- Born: 1839 Jiangjin, Chongqing
- Died: Unknown, after 1880 Unknown
- Spouse: Song Nan
- Father: Jiang Hanchun

Chinese name
- Chinese: 江蕙

Standard Mandarin
- Hanyu Pinyin: Jiāng Huì
- Wade–Giles: Chiang^{1} Hui^{4}

Courtesy name
- Traditional Chinese: 次蘭
- Simplified Chinese: 次兰

Standard Mandarin
- Hanyu Pinyin: Cìlán

= Jiang Hui =

19th-century author of star charts

Jiang Hui (江蕙, 1839–after 1880), courtesy name Cilan (次蘭), was a Chinese woman of the Qing dynasty who wrote a book of star charts based on an older work, whilst still a teenager.

==Life==
Jiang Hui was a native of Jiangjin, Chongqing Prefecture, Sichuan Province. Her father Jiang Hanchun (江含春) was a writer and recluse who interested himself in alchemy, astronomy, and poetry. When she was nine years old, her father taught her the astronomical poem Song of the Sky Pacers which he also annotated in his book Lengyuan Xianshu (楞園仙書). He also taught her how to watch the positions of stars.

By the age of eleven or twelve Jiang Hui began to draw her own star chart based on her own observations. The older works she had possessed were no longer accurate. Titled the Tianwen Shan (天文扇, "Astronomical Fan"), her map was drawn on a hand fan. Her father wanted it published; but she refused.

In the early years of the Xianfeng era (1850–1861), Jiang Hanchun declined a government position, and by 1854 Jiang Hui was living in seclusion with her father at Longjingzhai. There she bought an anonymous astronomical treatise titled Zhongxing tu kao (中星圖考; "An Illustrated Treatise of the Transit-Stars"). She decided to update the book based on her own observations. She revised her work, titled Zhongxing tu zhu (中星圖著; "An Illustrated Work of the Transit-Stars"), over twelve times in more than a year. In her postscript, dated 1855 (when she was 16), she wrote of her wishes to hide the work from public view.

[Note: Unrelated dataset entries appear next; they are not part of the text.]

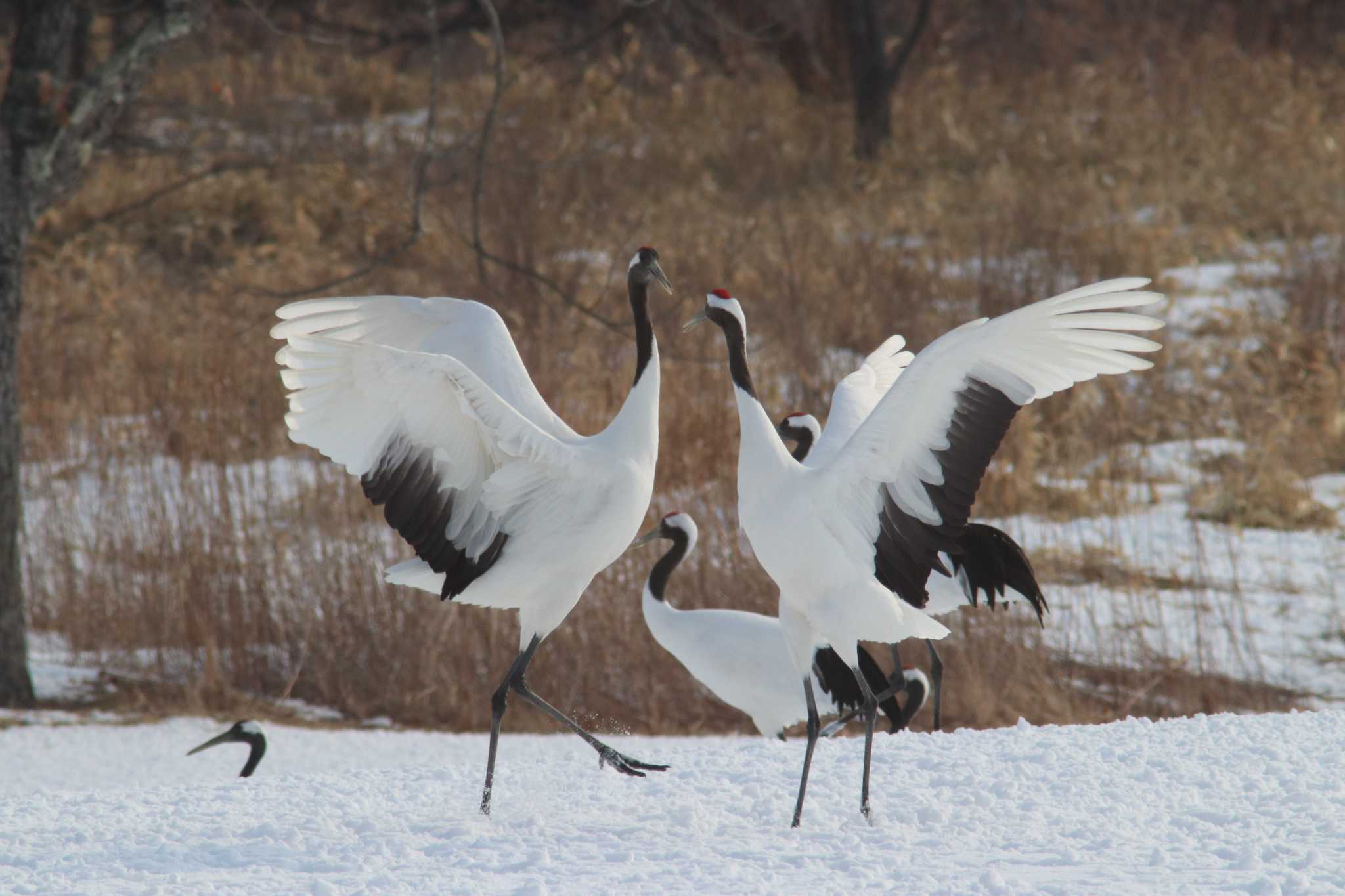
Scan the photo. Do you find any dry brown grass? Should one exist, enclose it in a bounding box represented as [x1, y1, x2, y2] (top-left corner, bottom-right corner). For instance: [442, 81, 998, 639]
[12, 12, 1345, 732]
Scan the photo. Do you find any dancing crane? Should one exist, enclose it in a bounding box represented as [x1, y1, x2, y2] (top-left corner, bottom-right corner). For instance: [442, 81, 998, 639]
[686, 278, 1162, 826]
[776, 406, 1047, 735]
[632, 513, 923, 740]
[271, 246, 672, 814]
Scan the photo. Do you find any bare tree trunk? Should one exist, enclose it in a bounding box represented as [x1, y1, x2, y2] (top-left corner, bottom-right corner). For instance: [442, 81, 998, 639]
[845, 0, 932, 158]
[0, 0, 196, 706]
[0, 196, 33, 706]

Jiang Hui was soon married to the scholar Song Nan (宋枏) from eastern Sichuan. She discontinued her astronomical pursuits thereafter. In 1874, Song Nan brought her book to a friend named Yao Jinyuan (姚覲元), who approved it and wrote an enthusiastic commentary which greatly aroused public interest. Her book was finally published in 1880, the year her husband received an official post in Baixia, Nanjing, Jiangsu. That year, she accompanied him to Beijing and met Luo Yunqiao (羅雲樵), who encouraged them to print it. It was published under the title Xinxiang ge kaoding ershisi qi zhongxing tu (心香閣考定二十四氣中星圖; "Map of Transit-Stars in the Twenty-four Solar Terms, Redacted by the Xinxiang Pavilion"), often shortened to either Ershisi qi zhongxing tu or Xinxiangge kaoding zhongxing tu. It was so titled because positions of stars during all 24 solar terms are clearly noted in the book. Her life after its publication is unknown.

==Reception of her work==
As one of the few astronomical works by a Chinese woman, her book received considerable public interest. At least 15 contemporary men and two women wrote largely flattering commentaries or reviews, including her husband and many of his friends. Modern researchers have noted that none of them was an expert in astronomy.

Modern researchers have also noticed major mistakes in her work, especially when she identified the times of sunrises and sunsets during the different solar terms of the year. Jiang Hui's strength lay in identifying stars and their positions (although she most certainly did not identify every star herself); she did not realize the importance of hours in astronomy and she apparently was also limited by her lack of knowledge about astronomical calculations.